The church says TB Joshua still wants to visit SA, but for security reasons he won’t be able to attend.

FILE: Nigerian pastor TB Joshua speaks during a New Year’s memorial service for the South African relatives of those killed in a building collapse at his Synagogue Church of All Nations on 31 December 2014. Picture: AFP.

JOHANNESBURG - The Synagogue Church of All Nations says pastor TB Joshua, as the chief mourner, will be praying for the families who lost their loved ones when his guesthouse collapsed in Nigeria, exactly a year ago.

Today marks exactly one year since 116 people died, most of them South Africans, when the Synagogue Church of All Nations Guesthouse caved in.

The church remains adamant it played no role in the deaths of more than a hundred people, most of them South Africans, when the building, belonging to pastor TB Joshua caved in.

Scores of survivors, families and church goers are expected to gather in Midrand for a remembrance ceremony, and a prayer service.

Church spokesperson Kirsten Nematandani says leaders are still hoping the truth will come out about who sent a plane and gave permission for it to fly close to the guesthouse just minutes before it collapsed on this day a year ago.

"The truth will come out one day, that's what the man of God has said. Government will go deep into the matter because surely there're answers that are left hanging. Time shall tell."

He says pastor TB Joshua still wants to visit South Africa, but for security reasons he won't be able to attend this weekend's special remembrance service.

"He would pray and get answers and that will be the time that he'll come here.

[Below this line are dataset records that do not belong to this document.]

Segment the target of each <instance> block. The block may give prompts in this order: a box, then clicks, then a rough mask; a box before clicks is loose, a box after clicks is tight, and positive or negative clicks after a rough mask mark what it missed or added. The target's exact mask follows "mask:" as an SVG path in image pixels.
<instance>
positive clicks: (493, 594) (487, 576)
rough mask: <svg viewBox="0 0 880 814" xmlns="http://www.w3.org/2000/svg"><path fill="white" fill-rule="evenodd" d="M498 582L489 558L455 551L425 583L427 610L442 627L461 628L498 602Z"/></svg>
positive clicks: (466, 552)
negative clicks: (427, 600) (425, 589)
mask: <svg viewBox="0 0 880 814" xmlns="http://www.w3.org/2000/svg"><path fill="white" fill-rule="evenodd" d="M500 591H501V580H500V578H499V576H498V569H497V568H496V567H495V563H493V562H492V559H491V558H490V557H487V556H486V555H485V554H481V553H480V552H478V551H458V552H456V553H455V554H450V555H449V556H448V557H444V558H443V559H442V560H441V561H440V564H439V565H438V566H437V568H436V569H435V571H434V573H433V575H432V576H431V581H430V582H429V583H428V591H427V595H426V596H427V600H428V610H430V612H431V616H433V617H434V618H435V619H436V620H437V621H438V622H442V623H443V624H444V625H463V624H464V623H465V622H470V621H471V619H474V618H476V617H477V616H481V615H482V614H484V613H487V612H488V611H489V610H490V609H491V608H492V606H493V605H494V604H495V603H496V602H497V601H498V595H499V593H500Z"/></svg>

If word goes out that he's coming, we can have stampede."

Joshua says out of respect for the families of those who died he has been staying out of the public eye, mourning and praying.

Meanwhile, Lindiwe Ndwandwe survived by drinking her own urine while trapped under a pile of rubble for five.

She will be attending today's ceremony to remember her friends who died exactly a year ago today.

Ndwandwe says those who survived have now formed a support group and still find it difficult to come to terms with the trauma.

"We've been contacting them, visiting each other, now even made a group of WhatsApp as survivors to keep on checking each and every morning, how are you, are you coping. Have you overcome those stresses?

Survivors have called on the church to preserve the site where the building collapsed, so they can revisit the area with families in the future.

The church still believes a plane which flew close to the building prior to the collapse, caused the tragedy.

She says one year later she still has nightmares.

"When I am in a building I feel the shakes, I hear the sound, and it just comes back automatically."

Ndwandwe says she still supports Pastor TB Joshua, who insists the building collapse at his premises was caused by a passing plane.

She says his critics are being unfair.

Ndwandwe says she wants to take her daughter back to the site of the collapsed guesthouse next year.

"I would love for the synagogue church to keep the place as it is, so that when we go, we can see the place where it happened."